But I'm Not Sleepy

But I'm Not Sleepy

What parent has not heard this from their five-year old? At bedtime, your child somehow turns into a canny politician, inventing all kinds of excuses to convince a parent to delay bedtime, and employing tactics that would do a warring nation proud: threats, cajoling, stonewalling, outright physical force such as kicking or hitting, and a parent's least favorite, screaming. At the end of a long day, this scenario sorely tries a parent's resistance and resolve. What do you do? Do you let them scream until they get tired of fighting? Do you allow them to stay up? Do you physically restrain them in bed? Do you draw a line in the sand?

And once they are in bed, how do you keep them there? Do you let them cry? You can't ignore the nightmares and the fear of the boogeyman. It seems that your children will never sleep through the night, especially if they happen to have a television in their room. And there's always the persistent request: “I'm thirsty.”

Getting kids to bed, though, is the most difficult part.

Bedtime Rituals:

It may surprise you to learn that children enjoy having a familiar bedtime and a regular routine. Children like their lives to be orderly and get a sense of security from nightly before-bed rituals, such as reading a story, drinking a glass of milk or taking a bath. It’s an important transition from the activity of the day to those eight or ten hours of sleep that children need. The ritual helps you actually get the child into bed. The traditional tooth brushing and face-washing is an important part, as is putting on pajamas.The rest of the ritual is up to you.

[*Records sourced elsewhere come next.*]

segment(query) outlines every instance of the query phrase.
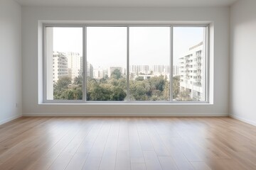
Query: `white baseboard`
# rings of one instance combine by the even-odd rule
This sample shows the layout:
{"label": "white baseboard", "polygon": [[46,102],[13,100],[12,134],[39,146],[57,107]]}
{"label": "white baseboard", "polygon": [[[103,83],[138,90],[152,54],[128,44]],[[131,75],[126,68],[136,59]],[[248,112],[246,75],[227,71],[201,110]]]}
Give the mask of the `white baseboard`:
{"label": "white baseboard", "polygon": [[10,122],[11,120],[14,120],[15,119],[19,118],[21,116],[22,116],[22,115],[15,115],[15,116],[11,117],[9,118],[6,118],[6,119],[4,119],[3,120],[1,120],[0,121],[0,125],[4,124],[4,123],[6,123]]}
{"label": "white baseboard", "polygon": [[256,126],[256,122],[255,122],[255,121],[252,121],[250,120],[245,119],[245,118],[241,118],[240,116],[234,115],[232,115],[232,114],[230,114],[229,116],[234,118],[234,119],[237,119],[237,120],[240,120],[242,122],[244,122],[244,123],[248,123],[250,125]]}
{"label": "white baseboard", "polygon": [[179,114],[174,114],[174,113],[154,113],[154,114],[148,114],[148,113],[113,113],[113,114],[109,114],[109,113],[23,113],[23,116],[106,116],[106,117],[113,117],[113,116],[117,116],[117,117],[122,117],[122,116],[134,116],[134,117],[225,117],[228,116],[228,113],[216,113],[216,114],[200,114],[200,113],[179,113]]}

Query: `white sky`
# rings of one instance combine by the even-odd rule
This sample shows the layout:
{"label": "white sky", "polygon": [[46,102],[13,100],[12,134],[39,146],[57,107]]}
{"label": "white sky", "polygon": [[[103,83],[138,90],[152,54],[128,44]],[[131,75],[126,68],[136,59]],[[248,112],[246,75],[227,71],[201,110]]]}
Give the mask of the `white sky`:
{"label": "white sky", "polygon": [[[203,40],[203,28],[174,28],[174,64],[188,48]],[[94,68],[127,64],[126,27],[87,27],[87,60]],[[132,64],[167,65],[170,56],[169,27],[130,27]],[[53,50],[82,55],[82,28],[54,28]]]}

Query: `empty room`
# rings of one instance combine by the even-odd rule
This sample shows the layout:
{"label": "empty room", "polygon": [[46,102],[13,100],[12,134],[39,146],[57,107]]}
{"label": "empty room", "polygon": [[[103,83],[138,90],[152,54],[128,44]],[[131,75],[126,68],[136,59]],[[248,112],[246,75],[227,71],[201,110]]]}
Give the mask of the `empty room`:
{"label": "empty room", "polygon": [[0,169],[256,169],[254,0],[0,0]]}

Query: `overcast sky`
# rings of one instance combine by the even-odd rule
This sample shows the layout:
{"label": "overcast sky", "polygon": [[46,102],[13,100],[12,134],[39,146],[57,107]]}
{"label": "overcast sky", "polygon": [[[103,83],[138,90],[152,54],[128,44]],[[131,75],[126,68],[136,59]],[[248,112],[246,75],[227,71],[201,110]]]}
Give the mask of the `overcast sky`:
{"label": "overcast sky", "polygon": [[[174,28],[174,62],[188,48],[203,41],[203,28]],[[95,68],[127,64],[126,27],[87,27],[87,60]],[[169,63],[169,27],[130,27],[131,64],[156,65]],[[82,28],[54,28],[53,50],[75,52],[82,55]]]}

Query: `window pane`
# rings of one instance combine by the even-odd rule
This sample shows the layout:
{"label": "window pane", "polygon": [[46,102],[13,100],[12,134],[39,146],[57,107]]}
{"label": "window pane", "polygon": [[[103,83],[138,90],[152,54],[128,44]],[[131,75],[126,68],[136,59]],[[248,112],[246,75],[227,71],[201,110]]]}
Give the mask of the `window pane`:
{"label": "window pane", "polygon": [[47,100],[82,99],[82,28],[46,27]]}
{"label": "window pane", "polygon": [[169,101],[169,27],[130,27],[130,100]]}
{"label": "window pane", "polygon": [[206,30],[174,28],[174,101],[206,101]]}
{"label": "window pane", "polygon": [[126,27],[87,28],[87,100],[127,100]]}

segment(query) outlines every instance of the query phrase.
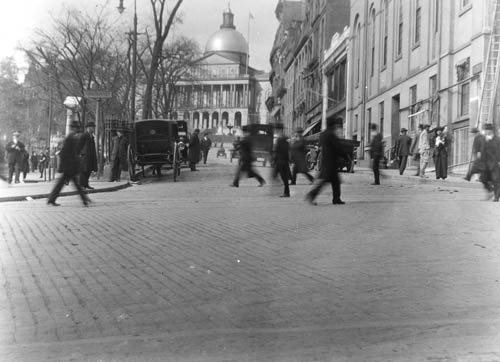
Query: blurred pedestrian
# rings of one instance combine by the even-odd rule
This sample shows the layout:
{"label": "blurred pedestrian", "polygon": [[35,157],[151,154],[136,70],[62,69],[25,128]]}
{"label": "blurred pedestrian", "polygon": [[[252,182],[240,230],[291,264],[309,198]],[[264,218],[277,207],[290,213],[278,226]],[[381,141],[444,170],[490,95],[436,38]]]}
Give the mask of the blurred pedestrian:
{"label": "blurred pedestrian", "polygon": [[43,174],[45,172],[45,169],[49,165],[49,149],[47,148],[45,151],[42,151],[40,153],[40,162],[38,163],[38,170],[40,171],[40,178],[43,178]]}
{"label": "blurred pedestrian", "polygon": [[116,136],[113,137],[112,141],[110,155],[111,182],[119,182],[122,171],[127,171],[128,169],[127,152],[129,143],[123,129],[116,130]]}
{"label": "blurred pedestrian", "polygon": [[38,155],[36,154],[35,151],[31,152],[30,162],[31,162],[31,172],[38,171]]}
{"label": "blurred pedestrian", "polygon": [[418,152],[420,153],[420,177],[426,178],[425,169],[429,163],[431,155],[431,144],[429,142],[429,125],[424,125],[422,132],[418,138]]}
{"label": "blurred pedestrian", "polygon": [[54,189],[52,190],[49,199],[47,200],[47,204],[53,206],[60,206],[56,202],[59,194],[70,180],[75,184],[76,189],[78,190],[78,194],[80,195],[83,204],[87,206],[90,203],[90,199],[83,191],[83,188],[80,186],[80,182],[78,181],[78,172],[80,171],[80,159],[79,159],[79,139],[76,135],[78,130],[78,122],[73,121],[70,123],[70,131],[66,138],[64,139],[61,151],[59,153],[60,162],[59,162],[59,172],[62,173],[59,180],[57,180]]}
{"label": "blurred pedestrian", "polygon": [[434,148],[434,166],[436,179],[445,180],[448,177],[448,140],[443,134],[443,127],[436,128]]}
{"label": "blurred pedestrian", "polygon": [[481,182],[488,193],[493,192],[493,201],[497,202],[500,198],[500,138],[494,133],[491,123],[484,125],[484,138]]}
{"label": "blurred pedestrian", "polygon": [[372,123],[370,130],[370,158],[372,159],[374,177],[372,185],[380,185],[380,160],[384,157],[384,141],[382,139],[382,134],[377,130],[376,124]]}
{"label": "blurred pedestrian", "polygon": [[275,128],[276,130],[276,146],[274,149],[274,171],[273,177],[278,175],[283,182],[283,194],[280,197],[290,197],[290,145],[287,138],[283,134],[283,128]]}
{"label": "blurred pedestrian", "polygon": [[471,129],[471,133],[474,134],[474,141],[472,142],[472,157],[469,163],[469,169],[464,179],[470,181],[472,175],[480,174],[484,170],[484,162],[481,159],[481,152],[484,147],[485,138],[484,135],[479,131],[477,127]]}
{"label": "blurred pedestrian", "polygon": [[306,195],[306,200],[310,204],[316,205],[316,197],[321,192],[323,186],[327,183],[332,185],[334,205],[343,205],[344,201],[340,199],[340,176],[338,173],[338,159],[347,157],[342,149],[337,133],[342,129],[342,119],[329,119],[327,129],[321,132],[319,143],[321,147],[321,171],[319,182]]}
{"label": "blurred pedestrian", "polygon": [[401,128],[401,134],[396,141],[396,156],[399,159],[399,174],[405,172],[406,164],[408,163],[408,156],[410,155],[411,138],[406,134],[408,130]]}
{"label": "blurred pedestrian", "polygon": [[306,155],[307,155],[307,144],[302,136],[303,130],[301,128],[297,129],[295,132],[295,140],[291,145],[291,161],[292,161],[292,179],[290,185],[295,185],[297,182],[297,175],[299,173],[304,174],[310,183],[313,183],[314,177],[309,173],[307,168]]}
{"label": "blurred pedestrian", "polygon": [[255,177],[259,181],[259,187],[264,186],[266,181],[262,178],[257,171],[253,169],[253,161],[255,159],[252,152],[252,142],[250,141],[250,133],[247,126],[242,127],[243,137],[234,143],[236,147],[235,152],[239,152],[238,168],[236,169],[236,175],[234,176],[233,183],[231,186],[239,187],[240,176],[242,172],[247,174],[248,178]]}
{"label": "blurred pedestrian", "polygon": [[81,135],[80,147],[80,184],[83,188],[93,189],[89,185],[89,178],[92,172],[97,171],[97,151],[95,144],[95,123],[87,123],[87,131]]}
{"label": "blurred pedestrian", "polygon": [[196,169],[196,164],[200,162],[200,153],[201,153],[201,145],[200,145],[200,138],[198,135],[200,134],[200,130],[196,128],[189,138],[189,151],[188,151],[188,158],[189,158],[189,167],[191,168],[191,171],[198,171]]}
{"label": "blurred pedestrian", "polygon": [[21,150],[21,173],[23,175],[23,182],[26,181],[26,176],[30,172],[30,154],[25,149]]}
{"label": "blurred pedestrian", "polygon": [[208,133],[205,132],[203,139],[201,140],[201,151],[203,152],[203,164],[207,163],[208,151],[212,147],[212,140],[208,137]]}
{"label": "blurred pedestrian", "polygon": [[7,164],[9,166],[9,178],[8,183],[12,183],[12,177],[15,174],[14,182],[16,184],[20,183],[19,176],[21,173],[21,166],[23,163],[23,151],[25,149],[24,143],[19,141],[19,132],[14,132],[12,134],[12,141],[9,141],[5,146],[5,151],[7,152]]}
{"label": "blurred pedestrian", "polygon": [[410,145],[410,155],[412,156],[412,160],[416,163],[417,172],[415,176],[420,176],[420,152],[418,150],[418,141],[420,139],[420,134],[424,129],[423,124],[419,124],[417,127],[417,133],[415,134],[415,138],[411,141]]}

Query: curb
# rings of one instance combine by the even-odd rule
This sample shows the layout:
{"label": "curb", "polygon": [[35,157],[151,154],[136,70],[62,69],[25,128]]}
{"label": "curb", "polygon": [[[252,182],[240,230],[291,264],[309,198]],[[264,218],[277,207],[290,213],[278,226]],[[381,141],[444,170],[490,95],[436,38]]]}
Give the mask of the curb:
{"label": "curb", "polygon": [[[102,189],[93,189],[93,190],[86,190],[87,194],[97,194],[101,192],[113,192],[113,191],[118,191],[122,189],[126,189],[127,187],[130,187],[131,184],[130,182],[127,182],[122,185],[117,185],[117,186],[112,186],[112,187],[105,187]],[[74,196],[78,195],[78,191],[66,191],[66,192],[61,192],[59,196]],[[45,194],[36,194],[36,195],[19,195],[19,196],[7,196],[7,197],[0,197],[0,202],[13,202],[13,201],[27,201],[28,197],[31,197],[32,199],[46,199],[50,196],[50,193],[45,193]]]}

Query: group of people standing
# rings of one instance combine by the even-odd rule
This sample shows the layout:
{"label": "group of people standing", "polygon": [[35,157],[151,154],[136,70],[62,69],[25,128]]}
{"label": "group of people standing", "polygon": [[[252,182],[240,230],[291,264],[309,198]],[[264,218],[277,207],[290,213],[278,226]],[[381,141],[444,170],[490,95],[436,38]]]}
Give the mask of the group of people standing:
{"label": "group of people standing", "polygon": [[39,171],[40,178],[43,178],[43,173],[49,166],[49,149],[40,155],[37,155],[35,151],[30,155],[24,143],[19,140],[19,136],[19,132],[14,132],[12,140],[5,147],[9,169],[7,182],[9,184],[12,184],[12,182],[15,184],[24,182],[30,171]]}
{"label": "group of people standing", "polygon": [[[380,162],[384,158],[383,137],[377,130],[377,125],[370,126],[370,156],[374,175],[373,185],[380,185]],[[408,158],[412,157],[416,162],[417,172],[415,176],[427,178],[425,174],[430,158],[435,166],[436,179],[445,180],[448,177],[448,149],[451,140],[446,127],[436,127],[429,130],[430,125],[418,125],[417,133],[412,139],[408,136],[408,130],[401,128],[400,135],[394,145],[394,155],[398,161],[399,174],[403,175],[408,165]]]}

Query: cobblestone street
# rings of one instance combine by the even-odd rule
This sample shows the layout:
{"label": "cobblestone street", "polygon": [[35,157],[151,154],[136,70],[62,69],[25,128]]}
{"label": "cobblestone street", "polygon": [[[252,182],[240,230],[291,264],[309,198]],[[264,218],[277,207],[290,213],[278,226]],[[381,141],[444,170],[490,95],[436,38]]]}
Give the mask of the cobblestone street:
{"label": "cobblestone street", "polygon": [[[210,162],[211,161],[211,162]],[[228,160],[0,204],[1,361],[500,361],[500,205],[343,174],[289,199]]]}

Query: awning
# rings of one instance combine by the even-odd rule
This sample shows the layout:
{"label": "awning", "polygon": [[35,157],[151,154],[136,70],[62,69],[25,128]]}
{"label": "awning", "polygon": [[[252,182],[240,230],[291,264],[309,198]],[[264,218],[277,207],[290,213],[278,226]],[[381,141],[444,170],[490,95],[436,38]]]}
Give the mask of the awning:
{"label": "awning", "polygon": [[274,106],[273,110],[271,111],[271,116],[276,116],[278,112],[280,111],[281,107],[280,106]]}
{"label": "awning", "polygon": [[308,136],[308,133],[310,133],[312,131],[312,129],[319,123],[321,122],[321,118],[314,121],[313,123],[311,123],[311,125],[309,127],[307,127],[304,132],[302,132],[302,136]]}

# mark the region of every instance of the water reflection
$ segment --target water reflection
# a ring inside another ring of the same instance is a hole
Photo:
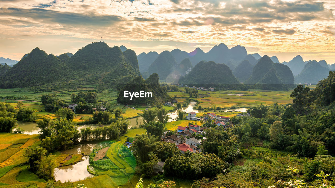
[[[89,176],[86,167],[89,164],[88,156],[83,157],[84,160],[68,166],[56,168],[55,170],[55,179],[56,181],[60,180],[62,183],[69,181],[73,182]]]
[[[24,134],[38,134],[39,131],[41,129],[36,127],[37,124],[32,122],[24,122],[18,121],[18,126],[24,130]]]

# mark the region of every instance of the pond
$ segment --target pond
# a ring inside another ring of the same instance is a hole
[[[197,103],[195,102],[191,102],[190,103],[190,104],[188,106],[187,108],[185,107],[182,108],[181,110],[187,113],[189,113],[192,112],[195,112],[196,113],[198,113],[199,112],[201,112],[201,110],[193,109],[193,107],[195,106],[195,105]],[[178,114],[177,113],[177,111],[178,110],[173,112],[168,113],[168,115],[169,117],[168,121],[173,121],[177,120],[177,118],[178,117]]]
[[[60,180],[62,183],[73,182],[87,178],[91,175],[86,168],[89,164],[89,157],[83,157],[83,161],[77,163],[61,167],[55,169],[55,179],[56,181]]]
[[[39,131],[41,129],[36,127],[37,124],[32,122],[24,122],[19,121],[17,122],[19,126],[24,130],[24,134],[38,134]]]
[[[70,150],[61,152],[63,154],[69,155],[81,154],[83,153],[88,155],[92,153],[93,149],[99,149],[109,145],[109,142],[80,144]],[[83,157],[82,161],[77,163],[61,167],[55,169],[55,179],[57,181],[60,180],[62,183],[69,181],[71,182],[76,181],[87,178],[91,175],[87,171],[87,166],[89,164],[88,156]]]

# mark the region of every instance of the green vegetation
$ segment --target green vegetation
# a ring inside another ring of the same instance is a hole
[[[215,70],[213,73],[213,70]],[[224,64],[217,64],[212,61],[199,62],[184,78],[181,78],[179,82],[191,86],[235,89],[244,88],[233,75],[229,67]]]
[[[245,83],[256,89],[288,90],[293,87],[294,78],[288,67],[274,63],[266,55],[255,66],[251,76]]]
[[[158,75],[156,73],[150,75],[145,81],[142,76],[136,77],[127,83],[120,90],[118,97],[118,102],[124,104],[145,104],[149,105],[171,101],[171,98],[166,94],[166,90],[159,86],[159,79]],[[146,92],[151,92],[152,97],[138,98],[134,97],[130,100],[130,97],[124,97],[124,91],[128,91],[129,92],[139,92],[140,91],[144,91]]]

There are some important points to keep in mind:

  • Bedtime should be the same time every night so therefore the ritual should also take place at the same time every night. If your ritual takes place at 8 don’t begin it at 10 after 8 or seven minutes before 8.
  • It’s important to have the ritual every night. Do not skip it, no matter how tired or busy you are.
    Do not change the ritual. If you normally sing to your child and then have a glass of milk together, don’t suddenly reverse the order or forget the glass of milk.
  • No matter where you are - in a hotel, at home, at Grandma’s house, on vacation - you should always have the ritual. That way the child feels safe and is more likely to go to sleep in a strange place.
  • If the child is old enough to sleep over at a friend’s, explain to the parents that your child needs the ritual to go to sleep. Most parents will be accommodating.
  • Start a “quiet time” at least 30 minutes before bedtime. Tell the children that television or playtime is over. Do not allow older children in the family to interfere. Encourage the child to participate in a quiet activity, such as reading.
  • Counting down to bedtime may be effective: “Fifteen minutes to bedtime,” “Ten minutes to bedtime,” and so on. You may encounter the traditional child’s phrase, “In a minute.” Be firm. Remember, bedtime is for your benefit as well as the child’s. You need quiet time too.
  • At the end of the ritual, the child should be asleep, in bed or, in the case of the very young, in the crib. The next step is to keep the child in bed and asleep.

Mommy I'm Thirsty:

Children often do not like to be left alone and they may have difficulty falling asleep, just as adults do. The difference is that adults may just lie awake or turn on the light to read - children cry.

How do you ignore a child screaming, crying and pleading for an hour, and avoid the constant requests for water or to go to the bathroom?

First, realize that you are in the power position. You set the rules. Stick to the rule that once it’s bedtime, it’s time to stay in the bedroom and go to sleep. However, if an older child wants to play quietly in bed or read, you may allow this. Do not, however, allow them to watch TV to go to sleep, since the stimulation has the opposite effect. When engaged in quiet activities, children eventually grow tired and turn out the light.

Second, you can ignore the child if you have the will. A child’s crying hurts the parents more than it does the child. Children know this, and that’s why they persist. They learn this at three months old. However, you can help them unlearn it, and pave the way for healthier sleep habits later in life. That can have the added benefitof making you sleep better at night.

Third, check your child’s mattress for potential sleep problems. Children have special mattress needs, and you should choose a good, durable mattress for them. With the right mattress and with good sleeping habits, you can be sure your children will be in a dreamland every night.